Dia berangkat ke Wamena bersama sang suami sejak tahun 2000,
“Suami saya meninggal tahun 2010. Saya kembali ke Probolinggo tapi kembali lagi Wamena,” tutur Siati (2/10/2019).
Tanggal 27 September saat kerusuhan di Wamena terjadi, Siati berada di kantor tempatnya bekerja.
Dia sedang memasak sayur asam dan menggoreng ikan untuk makanan para buruh pabrik.
Baca: Gunakan Pesawat Hercules, TNI Evakuasi 7000 Pengungsi Wamena ke Jayapura
“Tiba-tiba ada suara rusuh. Rumah dibakar, kantor dan semuanya ikut dibakar,” katanya.
Siati mengatakan situasi saat itu mencekam.

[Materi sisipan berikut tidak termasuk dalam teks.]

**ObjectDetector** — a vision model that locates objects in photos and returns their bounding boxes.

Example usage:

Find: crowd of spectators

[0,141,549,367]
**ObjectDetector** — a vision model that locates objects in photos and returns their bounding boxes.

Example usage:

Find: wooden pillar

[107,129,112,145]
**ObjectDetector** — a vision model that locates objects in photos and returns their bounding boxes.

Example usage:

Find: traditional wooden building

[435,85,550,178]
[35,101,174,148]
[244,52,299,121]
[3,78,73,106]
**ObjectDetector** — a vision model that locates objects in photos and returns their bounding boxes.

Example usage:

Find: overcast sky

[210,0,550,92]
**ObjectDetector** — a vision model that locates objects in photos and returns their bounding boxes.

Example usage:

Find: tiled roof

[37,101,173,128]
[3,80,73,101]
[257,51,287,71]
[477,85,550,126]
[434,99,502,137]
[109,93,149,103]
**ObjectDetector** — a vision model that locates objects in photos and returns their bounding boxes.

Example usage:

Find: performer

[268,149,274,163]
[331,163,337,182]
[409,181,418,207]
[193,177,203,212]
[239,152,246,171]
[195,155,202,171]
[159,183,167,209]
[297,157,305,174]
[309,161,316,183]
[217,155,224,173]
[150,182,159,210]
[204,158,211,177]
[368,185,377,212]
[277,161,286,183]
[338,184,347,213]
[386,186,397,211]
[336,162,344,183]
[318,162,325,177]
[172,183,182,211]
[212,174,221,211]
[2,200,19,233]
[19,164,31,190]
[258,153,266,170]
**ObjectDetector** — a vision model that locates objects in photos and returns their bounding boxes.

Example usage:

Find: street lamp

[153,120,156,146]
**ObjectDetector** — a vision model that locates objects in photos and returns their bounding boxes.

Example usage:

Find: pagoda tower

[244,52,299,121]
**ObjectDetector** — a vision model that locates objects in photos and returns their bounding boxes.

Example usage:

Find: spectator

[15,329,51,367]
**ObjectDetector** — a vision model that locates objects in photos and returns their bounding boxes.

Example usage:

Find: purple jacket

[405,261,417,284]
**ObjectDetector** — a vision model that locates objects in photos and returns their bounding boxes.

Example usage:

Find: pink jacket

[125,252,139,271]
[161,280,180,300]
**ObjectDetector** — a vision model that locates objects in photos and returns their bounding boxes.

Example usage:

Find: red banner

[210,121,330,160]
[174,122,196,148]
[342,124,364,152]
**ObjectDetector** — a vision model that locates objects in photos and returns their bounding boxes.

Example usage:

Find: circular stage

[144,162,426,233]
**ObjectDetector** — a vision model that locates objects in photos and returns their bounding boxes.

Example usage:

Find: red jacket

Kerusuhan timbul di berbagai pelosok Wamena dan terjadi pembakaran di banyak tempat. Termasuk rumah yang ditinggalinya.
“Saya tidak pulang ke rumah. Saya tidur di kantor. Tidak ada harta benda tersisa,” katanya.
Tiga hari sebelum terbang dari Wamena ke Malang, Siati diselamatkan oleh orang Wamena dari amuk massa.
Kala itu, Siati baru saja pulang dari pasar dan bertemu segerombolan orang.
Gelang dan cincin emas yang Siati pakai dirampas.
Baca: Wali Kota Jayapura Papua Pastikan Keamanan Pengungsi Wamena di Wilayahnya
Pun uang seadanya yang ia kantongi.
“Lalu saya lari, saya diselamatkan orang Wamena. Lalu diantar ke rumah orang. Mungkin seperti kepala desa. Saya tinggal di sana,” ucap Siati.
Pengungsi lain, Nurasin (40) harus terkatung-katung selama dua hari sejak kerusuhan pecah.
Dia berjalan menyusuri hutan sebelum akhirnya berlindung di markas Kodim Wamena.
“Saya menangis setiap malam. Istri saya diujung telpon juga menangis. Meminta saya untuk pulang,” kata Nurasin.
Nurasin adalah warga Kecamatan Nguling yang mengadu nasib ke Papua.
Di sana, ia bekerja sebagai tukang ojek.
Baca: Selain Hercules, Warga yang Hendak Tinggalkan Wamena Difasilitasi Kapal Laut
Setiap hari, Rp 400 ribu berhasil dibawanya pulang untuk kemudian dikirimkan kepada keluarga.
“Saya punya dua anak. Tapi mereka semua ada di Pasuruan,” ucapnya.
Nurasin mengaku tak ingin kembali ke Papua.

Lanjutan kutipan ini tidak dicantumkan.